Derek, Jo, Zola, and little Bailey. They're so wonderful. They think that I'm so special and they care for me. Derek and I only spent a month together, but it was the best month anyone could ever have. He was so content with me. I can truly say that Zola and Bailey have the best dad ever, no question. Jo. Jo Wilson. Probably the best woman I have ever met in my life and the closest thing to a mother. She's been my best friend besides Derek and Jonathan. I learned that she used to be a foster kid too, her mother left her at a fire station and she lived in a bunch of homes just like me. She always told me that I could talk to her about anything and that I would be safe with her. I found out a while ago that she works at the same hospital as my parents, so she must know about my situation, even though she has yet to bring it up. But she's great and I'm so glad to have met her. When Zola and I would hang out, I would always braid her hair and Derek would be so confused, so I showed him some new styles and techniques. It was so much fun, I wish I could get back to that. Bailey is just the cutest. Derek says he looks a lot like me and I believe him. He would always fall asleep in my arms, had no problems when I changed his diapers, he started to stand up a little bit and eventually he'll be walking soon, it's amazing.

I find my clothes, scattered across the ground and I put them on. This guy probably took my phone, so I clearly can't call anyone. I find a door and somehow, it's left open so I run and I can't see anything at all. It's most likely a little after nine. I keep on running through this forest and I don't even know where I am. But then I look up and see the Space Needle, so I know I'm not too far away from home. I start to feel extremely dizzy and nauseous and I start to get migraines. They're probably from all of the drugs that this scumbag gave me and also because I haven't eaten in forever. I pass out and hit my head on some sidewalk.
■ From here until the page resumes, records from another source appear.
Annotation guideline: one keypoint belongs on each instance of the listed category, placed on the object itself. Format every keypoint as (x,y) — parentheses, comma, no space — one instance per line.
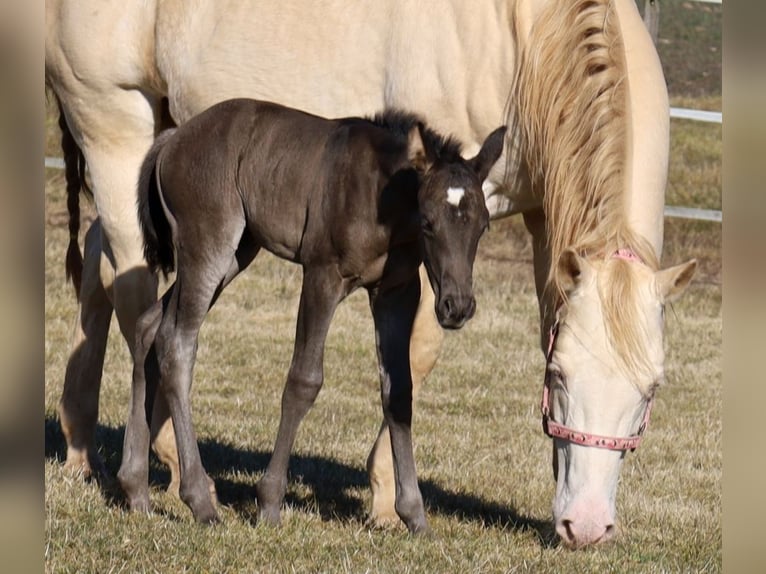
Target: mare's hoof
(383,522)
(140,503)
(422,532)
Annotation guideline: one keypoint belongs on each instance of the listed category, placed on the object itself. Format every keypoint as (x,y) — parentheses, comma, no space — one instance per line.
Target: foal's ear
(488,154)
(416,151)
(673,281)
(572,269)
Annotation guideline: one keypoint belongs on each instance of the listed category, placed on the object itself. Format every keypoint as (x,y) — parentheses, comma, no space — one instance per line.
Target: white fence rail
(670,210)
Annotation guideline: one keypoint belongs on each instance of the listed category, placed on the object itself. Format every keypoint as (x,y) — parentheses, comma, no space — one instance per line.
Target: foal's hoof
(88,466)
(385,522)
(140,503)
(208,519)
(269,517)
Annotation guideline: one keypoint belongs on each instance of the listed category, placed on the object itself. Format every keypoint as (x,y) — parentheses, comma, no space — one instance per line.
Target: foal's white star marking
(454,195)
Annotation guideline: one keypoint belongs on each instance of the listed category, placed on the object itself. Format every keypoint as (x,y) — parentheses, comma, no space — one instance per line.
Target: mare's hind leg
(394,313)
(321,292)
(425,344)
(78,406)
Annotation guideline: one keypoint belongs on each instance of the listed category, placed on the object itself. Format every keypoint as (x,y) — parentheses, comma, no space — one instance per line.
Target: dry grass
(484,464)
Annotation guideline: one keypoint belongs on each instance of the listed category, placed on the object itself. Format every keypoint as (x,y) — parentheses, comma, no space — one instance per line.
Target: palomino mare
(578,83)
(357,203)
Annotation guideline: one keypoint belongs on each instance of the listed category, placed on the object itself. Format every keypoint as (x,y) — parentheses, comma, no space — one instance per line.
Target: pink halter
(556,430)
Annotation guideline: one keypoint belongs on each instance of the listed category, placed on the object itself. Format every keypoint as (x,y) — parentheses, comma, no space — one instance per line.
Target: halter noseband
(556,430)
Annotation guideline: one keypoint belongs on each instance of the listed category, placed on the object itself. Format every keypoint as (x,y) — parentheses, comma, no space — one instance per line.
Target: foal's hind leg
(202,275)
(425,344)
(322,291)
(134,470)
(78,406)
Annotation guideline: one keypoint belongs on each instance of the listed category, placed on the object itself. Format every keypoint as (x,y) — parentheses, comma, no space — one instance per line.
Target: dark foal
(357,203)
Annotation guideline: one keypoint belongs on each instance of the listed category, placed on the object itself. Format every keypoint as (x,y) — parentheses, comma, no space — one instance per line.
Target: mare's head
(453,216)
(604,363)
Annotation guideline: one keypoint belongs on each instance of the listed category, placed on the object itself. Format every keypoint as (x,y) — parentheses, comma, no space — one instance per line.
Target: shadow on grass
(331,484)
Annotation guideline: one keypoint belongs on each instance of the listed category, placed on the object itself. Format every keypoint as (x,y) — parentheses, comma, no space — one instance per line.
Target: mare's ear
(673,281)
(488,154)
(572,269)
(416,151)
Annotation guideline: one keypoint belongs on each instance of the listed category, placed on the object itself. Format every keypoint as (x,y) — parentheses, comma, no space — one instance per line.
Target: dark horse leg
(426,341)
(78,406)
(394,314)
(168,353)
(321,292)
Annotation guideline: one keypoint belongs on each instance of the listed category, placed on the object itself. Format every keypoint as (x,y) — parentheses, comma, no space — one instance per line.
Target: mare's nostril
(564,529)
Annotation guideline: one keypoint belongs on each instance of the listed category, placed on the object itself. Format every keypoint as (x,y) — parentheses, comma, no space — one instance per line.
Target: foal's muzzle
(454,311)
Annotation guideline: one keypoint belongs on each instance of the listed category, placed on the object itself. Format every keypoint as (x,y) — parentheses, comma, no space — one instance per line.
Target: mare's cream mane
(570,121)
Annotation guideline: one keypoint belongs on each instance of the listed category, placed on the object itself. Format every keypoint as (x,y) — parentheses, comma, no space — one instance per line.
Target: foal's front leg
(134,470)
(322,291)
(394,313)
(425,344)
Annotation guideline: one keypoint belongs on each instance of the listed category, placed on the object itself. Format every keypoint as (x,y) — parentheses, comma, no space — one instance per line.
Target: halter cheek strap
(556,430)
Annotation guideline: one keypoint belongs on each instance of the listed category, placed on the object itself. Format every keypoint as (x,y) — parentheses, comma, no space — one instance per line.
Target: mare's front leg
(425,344)
(394,313)
(321,292)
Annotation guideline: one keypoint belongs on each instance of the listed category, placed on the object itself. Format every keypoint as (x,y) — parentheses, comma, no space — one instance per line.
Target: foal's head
(453,217)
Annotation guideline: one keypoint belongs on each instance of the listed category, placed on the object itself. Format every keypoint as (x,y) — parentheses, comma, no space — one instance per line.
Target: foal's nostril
(471,308)
(449,307)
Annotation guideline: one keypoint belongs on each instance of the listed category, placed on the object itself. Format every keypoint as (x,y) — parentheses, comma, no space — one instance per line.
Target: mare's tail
(74,164)
(158,236)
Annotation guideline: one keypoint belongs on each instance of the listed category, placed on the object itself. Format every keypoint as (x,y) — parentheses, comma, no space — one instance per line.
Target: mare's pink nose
(585,529)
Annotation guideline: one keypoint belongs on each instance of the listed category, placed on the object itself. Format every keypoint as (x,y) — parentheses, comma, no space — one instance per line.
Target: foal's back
(289,177)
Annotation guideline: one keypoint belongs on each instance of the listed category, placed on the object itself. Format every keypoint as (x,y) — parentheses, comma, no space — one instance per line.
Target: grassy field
(483,462)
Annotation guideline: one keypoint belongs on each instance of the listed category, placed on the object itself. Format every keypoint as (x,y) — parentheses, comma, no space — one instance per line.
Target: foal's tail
(158,236)
(74,164)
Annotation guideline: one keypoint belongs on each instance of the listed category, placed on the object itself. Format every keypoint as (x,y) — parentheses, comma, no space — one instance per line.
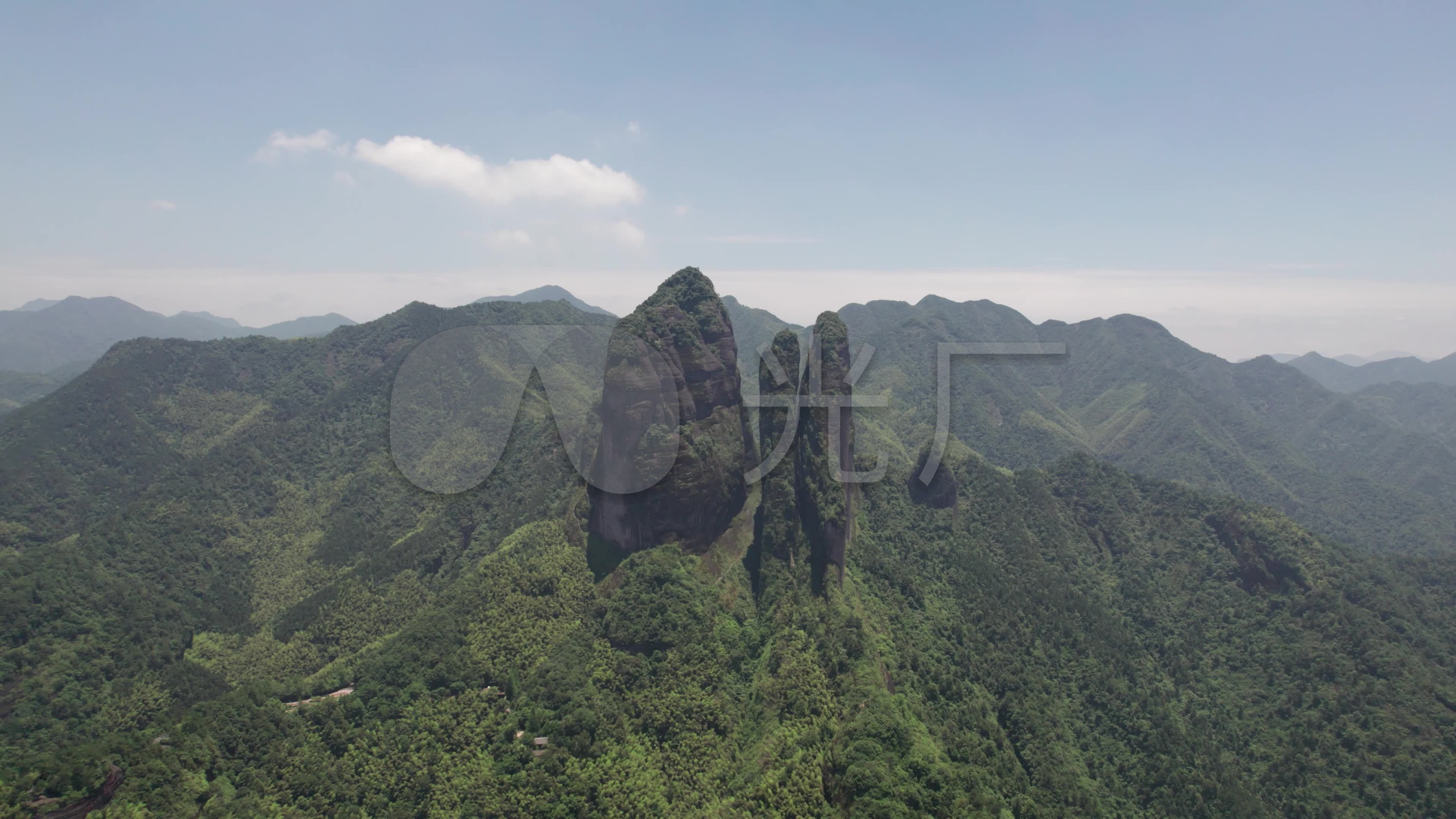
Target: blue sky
(1260,177)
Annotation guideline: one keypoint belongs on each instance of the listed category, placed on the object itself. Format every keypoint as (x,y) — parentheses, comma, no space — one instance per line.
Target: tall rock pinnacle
(825,502)
(689,327)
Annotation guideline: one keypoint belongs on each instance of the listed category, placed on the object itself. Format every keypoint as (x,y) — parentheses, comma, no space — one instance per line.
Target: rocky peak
(825,502)
(688,326)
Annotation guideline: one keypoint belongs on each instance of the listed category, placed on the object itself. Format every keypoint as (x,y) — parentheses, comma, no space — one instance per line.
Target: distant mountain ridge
(47,343)
(548,293)
(41,339)
(1341,377)
(1133,394)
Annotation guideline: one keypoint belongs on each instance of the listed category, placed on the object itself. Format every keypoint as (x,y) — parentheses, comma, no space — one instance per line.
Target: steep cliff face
(823,500)
(686,324)
(778,532)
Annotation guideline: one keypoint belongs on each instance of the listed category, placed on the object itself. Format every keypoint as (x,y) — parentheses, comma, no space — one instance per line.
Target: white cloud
(510,238)
(622,232)
(282,143)
(558,178)
(753,240)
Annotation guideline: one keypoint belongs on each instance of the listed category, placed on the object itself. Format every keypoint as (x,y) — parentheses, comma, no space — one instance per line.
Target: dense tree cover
(1052,642)
(1133,394)
(1346,378)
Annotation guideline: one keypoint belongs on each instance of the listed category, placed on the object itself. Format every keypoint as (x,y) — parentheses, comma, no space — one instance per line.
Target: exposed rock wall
(688,326)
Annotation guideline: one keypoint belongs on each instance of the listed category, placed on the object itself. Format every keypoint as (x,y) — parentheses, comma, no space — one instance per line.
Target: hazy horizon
(1229,173)
(1224,333)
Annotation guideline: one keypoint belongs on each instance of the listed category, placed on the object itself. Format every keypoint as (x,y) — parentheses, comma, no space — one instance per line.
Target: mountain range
(548,293)
(1144,582)
(46,343)
(1345,378)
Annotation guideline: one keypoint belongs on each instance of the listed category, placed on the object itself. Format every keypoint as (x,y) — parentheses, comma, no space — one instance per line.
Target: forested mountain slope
(1345,378)
(76,331)
(1133,394)
(199,534)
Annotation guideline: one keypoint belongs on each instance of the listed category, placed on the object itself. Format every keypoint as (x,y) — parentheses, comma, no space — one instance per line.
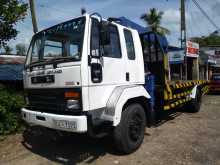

I try to get up, but I have no strength, not energy to do so.

Derek POV:

Riley has been missing since the morning after the dinner at our place. A whole bunch of us have been putting up "missing" posters around the neighbourhood. When we checked the room, the window was left open and I guess she snuck out, but I don't understand why. We talked to the police, Jonathan, her school, everyone and nobody has seen any trace of her. I'm really worried about her. Hopefully, she's not hurt and she'll return home soon. I don't know if I could go on and be happy without her here.

Meredith POV:

Ever since that dinner, I've been thinking about Riley a lot. I regret what I said. It's hard for me to let people in my life again because I'm not a people person. It's like letting Thatcher back into my life, it's painful, reminds me of my dark past. I honestly owe Riley an apology, she's been nothing but nice and sweet to me and I've just been bitter. She deserves the world and I understand why Derek loves her so much. I don't know why I said that about her. This is probably how Lexie, Amelia, and Maggie felt when I didn't let them into my life. I now realize how cruel of a person I was. I had no right to be mean to them and the same goes for Riley. At the time, they were just people I didn't want to know. I built a relationship with Lexie and she's dead now. I just can't deal with losing another person in my life now, I don't plan to.